Work gangs under the instruction of O' Connor dug, cut and blasted away at the mouth of the Swan river for eleven years to create a port worthy of the greatest ships of the scientific age. As shipping traffic grew and the colony was gripped by gold fever, little thought was given to the shallow crossing point once located at the mouth of the Swan.  

The Noongar gave a great deal of thought to C Y O' Connor's act of desecration.  They sung songs of sadness to the waters forever changed by the intrusion of new tidal flows, to the creatures affected by the disrupted salinity and erosion and for the land that formed the stage for their coming of age ceremony forever destroyed.  As they sang C. Y. O' Connor set to his next task - the one he is most remembered for - a water pipeline servicing goldfields of Kalgoolie .

The Goldfields water pipeline was a massive infrastructure project, nation building in the truest sence of the word (Kalgoolie gold miners were not fans of federation, projects like the pipeline helped change their mind).  It was mad, heroic civil engineering - an epic mega structure to rival the projects of that great engineer of the Victorian age, Isambard Brunel.

The Goldfields pipeline was to be the worlds longest water main, 5 million gallons of water per day, 330 miles inland via eight pumping stations.  Its 2.5 million pound price tag had the potential to bankrupt the colony and there was no guarantee that it would even work. 

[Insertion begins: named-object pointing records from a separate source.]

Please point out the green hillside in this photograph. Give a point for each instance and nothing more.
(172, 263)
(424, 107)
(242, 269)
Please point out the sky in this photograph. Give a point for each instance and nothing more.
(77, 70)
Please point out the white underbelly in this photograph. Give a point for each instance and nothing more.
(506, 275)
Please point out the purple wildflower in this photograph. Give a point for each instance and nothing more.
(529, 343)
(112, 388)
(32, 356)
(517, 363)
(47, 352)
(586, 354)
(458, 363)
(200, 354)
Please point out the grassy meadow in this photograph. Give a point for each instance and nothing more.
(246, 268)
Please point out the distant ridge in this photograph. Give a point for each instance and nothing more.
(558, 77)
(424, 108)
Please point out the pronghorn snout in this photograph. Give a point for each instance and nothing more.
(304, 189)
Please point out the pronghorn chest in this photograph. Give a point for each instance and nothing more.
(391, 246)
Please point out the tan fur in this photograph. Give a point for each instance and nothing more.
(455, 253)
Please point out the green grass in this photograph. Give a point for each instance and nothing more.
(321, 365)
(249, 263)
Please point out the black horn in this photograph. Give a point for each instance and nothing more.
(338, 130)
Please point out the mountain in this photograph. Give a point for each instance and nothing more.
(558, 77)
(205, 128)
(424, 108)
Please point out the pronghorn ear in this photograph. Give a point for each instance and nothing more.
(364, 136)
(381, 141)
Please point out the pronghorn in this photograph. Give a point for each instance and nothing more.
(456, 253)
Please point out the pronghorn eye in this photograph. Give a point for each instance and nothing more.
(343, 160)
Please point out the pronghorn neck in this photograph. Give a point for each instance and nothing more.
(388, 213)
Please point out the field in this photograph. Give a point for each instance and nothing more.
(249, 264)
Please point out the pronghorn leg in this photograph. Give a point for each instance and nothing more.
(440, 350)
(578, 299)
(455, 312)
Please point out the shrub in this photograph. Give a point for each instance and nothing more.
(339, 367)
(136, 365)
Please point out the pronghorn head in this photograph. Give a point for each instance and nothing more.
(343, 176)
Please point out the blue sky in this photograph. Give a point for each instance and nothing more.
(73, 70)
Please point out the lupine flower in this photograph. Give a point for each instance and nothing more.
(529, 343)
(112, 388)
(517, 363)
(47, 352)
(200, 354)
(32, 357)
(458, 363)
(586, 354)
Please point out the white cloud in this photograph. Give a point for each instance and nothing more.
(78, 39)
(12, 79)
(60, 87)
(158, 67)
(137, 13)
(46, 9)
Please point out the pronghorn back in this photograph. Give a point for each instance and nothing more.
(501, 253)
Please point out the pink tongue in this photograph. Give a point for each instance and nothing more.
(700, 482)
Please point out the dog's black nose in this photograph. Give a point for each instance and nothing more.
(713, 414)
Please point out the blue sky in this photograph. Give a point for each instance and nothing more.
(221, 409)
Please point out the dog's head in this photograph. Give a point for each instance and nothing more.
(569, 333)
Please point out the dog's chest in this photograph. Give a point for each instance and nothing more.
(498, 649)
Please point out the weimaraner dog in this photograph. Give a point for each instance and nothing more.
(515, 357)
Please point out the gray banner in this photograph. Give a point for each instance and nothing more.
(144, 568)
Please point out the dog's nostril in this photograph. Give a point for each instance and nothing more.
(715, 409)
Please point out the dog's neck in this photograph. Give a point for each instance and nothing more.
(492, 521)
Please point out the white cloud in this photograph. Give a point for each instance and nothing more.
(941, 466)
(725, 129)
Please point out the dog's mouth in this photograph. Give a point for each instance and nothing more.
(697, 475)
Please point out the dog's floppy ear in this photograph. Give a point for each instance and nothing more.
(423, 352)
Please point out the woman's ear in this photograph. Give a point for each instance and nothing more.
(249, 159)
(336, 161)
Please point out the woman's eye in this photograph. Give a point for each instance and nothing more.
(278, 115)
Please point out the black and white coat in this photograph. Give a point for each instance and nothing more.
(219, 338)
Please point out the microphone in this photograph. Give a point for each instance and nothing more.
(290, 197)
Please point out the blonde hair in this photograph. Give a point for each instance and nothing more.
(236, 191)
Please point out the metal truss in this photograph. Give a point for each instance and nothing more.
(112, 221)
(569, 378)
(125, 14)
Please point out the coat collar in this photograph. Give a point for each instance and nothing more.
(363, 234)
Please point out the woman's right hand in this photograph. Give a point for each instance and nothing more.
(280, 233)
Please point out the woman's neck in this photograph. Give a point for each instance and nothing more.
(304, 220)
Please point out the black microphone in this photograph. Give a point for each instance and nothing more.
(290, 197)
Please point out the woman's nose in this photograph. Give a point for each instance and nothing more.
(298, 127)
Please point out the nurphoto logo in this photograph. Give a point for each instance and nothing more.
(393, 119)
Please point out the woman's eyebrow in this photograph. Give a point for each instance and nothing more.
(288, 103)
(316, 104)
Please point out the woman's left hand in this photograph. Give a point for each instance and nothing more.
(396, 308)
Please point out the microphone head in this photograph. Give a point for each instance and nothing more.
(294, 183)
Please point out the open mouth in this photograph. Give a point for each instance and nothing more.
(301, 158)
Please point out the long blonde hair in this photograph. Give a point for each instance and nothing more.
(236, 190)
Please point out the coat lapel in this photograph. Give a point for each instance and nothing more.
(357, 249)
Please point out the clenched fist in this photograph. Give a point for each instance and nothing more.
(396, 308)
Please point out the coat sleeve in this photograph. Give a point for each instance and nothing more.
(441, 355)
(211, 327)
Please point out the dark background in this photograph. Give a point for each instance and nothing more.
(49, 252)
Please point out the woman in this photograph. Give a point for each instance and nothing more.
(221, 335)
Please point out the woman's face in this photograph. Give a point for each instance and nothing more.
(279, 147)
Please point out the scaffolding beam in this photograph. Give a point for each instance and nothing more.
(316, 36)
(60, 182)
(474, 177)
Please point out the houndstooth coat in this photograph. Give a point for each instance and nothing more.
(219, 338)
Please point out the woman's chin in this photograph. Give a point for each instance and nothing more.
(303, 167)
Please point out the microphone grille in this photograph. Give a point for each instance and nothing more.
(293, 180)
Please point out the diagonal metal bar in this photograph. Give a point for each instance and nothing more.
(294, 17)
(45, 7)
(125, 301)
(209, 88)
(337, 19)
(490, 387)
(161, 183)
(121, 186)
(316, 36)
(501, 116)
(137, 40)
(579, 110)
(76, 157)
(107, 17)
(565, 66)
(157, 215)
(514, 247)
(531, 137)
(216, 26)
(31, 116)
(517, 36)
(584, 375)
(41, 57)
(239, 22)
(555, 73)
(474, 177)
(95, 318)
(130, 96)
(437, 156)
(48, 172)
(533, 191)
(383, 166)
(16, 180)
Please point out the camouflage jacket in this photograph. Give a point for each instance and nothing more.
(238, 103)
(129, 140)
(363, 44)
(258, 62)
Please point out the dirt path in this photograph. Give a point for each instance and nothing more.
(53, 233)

The Goldfields pipeline would take over six years to complete, the project would lose its political champion to the federation debate and throughout construction C. Y. O' Connor was subjected to relentless personal attack from local newspapers.

On the 10 March 1902 C. Y. O' Connor mounted his horse, rode into the surf, put a pistol to his head and blew his brains out.

The traditional explaination for C. Y. O' Connor's death is that the stresses associated with managing the Goldfield Pipeline project, along with technical difficulties (the pipe and reserviors along the way took longer to fill than expected, resulting in an embarrasing lack of water in Kalgoolie when the pipe was first turned on) got too much for O' Connor and he committed suicide.

The Noongar have another explaination, one where the spirits of the land and the power of ceremony are central.  In this version of the story, songs can kill and the Noongar sung O' Connor to death as punishment for deceration of the Swan River.

Why am I telling you this story (other than because its a ripping yarn blending local history, heroic engineering and gothic horror?)  Maree and I have changed our plans.  We aren't going to tour the south-west of WA.  We are heading east - into the wheatbelt and gold fields following the pipeline. 

1 comment:

  1. When I worked for the PTA I was surprised to discover it was another thing founded by C.Y.O'Connor. They even have a photograph of him on their list of "CEO"s.
    He wears a spiffy white hat and a grin like a naughty boy (Unlike every single photo following him).